The Europe Laboratory
The Europe Laboratory is coordinated by Carmelo Cedrone and includes academic experts and civil society representatives, and professionals.
Europe has reached a turning point. The financial and economic crisis has brought to light the fundamental contradictions on which the EU and the Eurozone rests. The difficulties encountered by the Union in solving the real problems faced by its citizens are evident today. A change of pace is needed. The time has come to tackle the fundamental issue that concerns us: the democratic matter and “the very idea of Europe”. We need to launch a “European Renaissance” to react to the political, cultural and demographic decline of Europe in an existential crisis. This new course can only begin if we decide to put people back at the centre of our attention and action, to prevent a new crisis from finding us again unprepared.
The Laboratory’s objective is to propose valuable ideas to bring citizens and European institutions closer together and recover the gap between them and build a different Europe.
Why belong to the Union?
Europe Laboratory’s conviction is that belonging to the European Union must be the consequence of a conscious evaluation of the economic, social and political advantages that each member state can derive from it.
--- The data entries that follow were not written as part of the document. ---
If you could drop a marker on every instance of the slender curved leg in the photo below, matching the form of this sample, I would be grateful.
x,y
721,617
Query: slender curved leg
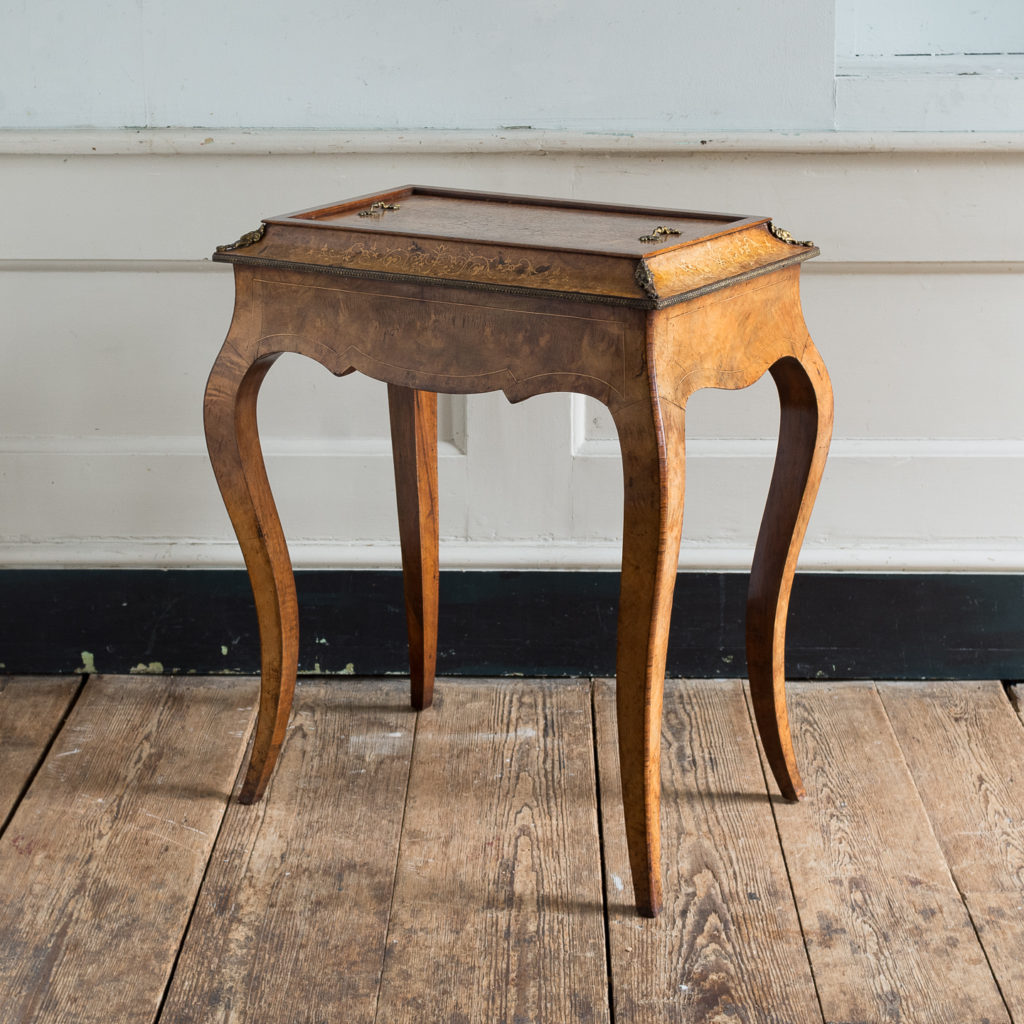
x,y
414,441
651,437
238,462
805,396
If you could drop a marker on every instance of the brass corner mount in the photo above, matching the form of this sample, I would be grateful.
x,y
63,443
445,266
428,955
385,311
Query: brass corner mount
x,y
250,238
784,236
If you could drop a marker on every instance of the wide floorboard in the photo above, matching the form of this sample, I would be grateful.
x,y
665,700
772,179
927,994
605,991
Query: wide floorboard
x,y
468,863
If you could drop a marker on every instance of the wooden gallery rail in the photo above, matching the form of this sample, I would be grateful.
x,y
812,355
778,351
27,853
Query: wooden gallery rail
x,y
432,290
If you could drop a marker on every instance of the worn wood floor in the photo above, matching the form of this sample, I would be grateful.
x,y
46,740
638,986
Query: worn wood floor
x,y
468,864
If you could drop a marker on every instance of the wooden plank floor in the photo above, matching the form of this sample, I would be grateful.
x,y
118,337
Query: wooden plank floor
x,y
468,864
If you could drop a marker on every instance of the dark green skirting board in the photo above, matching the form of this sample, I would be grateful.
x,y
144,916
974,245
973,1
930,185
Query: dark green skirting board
x,y
842,626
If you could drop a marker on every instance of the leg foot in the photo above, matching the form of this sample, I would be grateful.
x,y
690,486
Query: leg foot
x,y
414,440
805,396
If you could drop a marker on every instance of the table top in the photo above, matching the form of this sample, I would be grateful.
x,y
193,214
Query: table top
x,y
594,252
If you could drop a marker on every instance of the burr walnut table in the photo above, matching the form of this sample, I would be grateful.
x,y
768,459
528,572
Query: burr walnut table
x,y
438,291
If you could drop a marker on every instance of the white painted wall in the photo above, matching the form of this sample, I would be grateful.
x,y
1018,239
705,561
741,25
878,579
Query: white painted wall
x,y
113,312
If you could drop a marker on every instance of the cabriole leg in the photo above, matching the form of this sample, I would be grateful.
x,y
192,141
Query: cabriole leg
x,y
232,440
651,437
805,431
414,441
It is, therefore, necessary to remain in Europe to:
complete the Eurozone integration measures (progressive integration) while also changing some Eurozone policies and/or speeding up some long-stalled actions. In particular, we need a change in the economic and social paradigm that guides the Eurozone, hence completing the whole package concerning finance, banking, the ESM (European Stability Mechanism), the question of investment, debt. We should also relaunch demand and involve social partners more in the EC and the Union choices. Therefore, we aim to define new rules and new institutions, contribute through an open and accessible debate, and elaborate proposals to increase overall benefits and improve their allocation.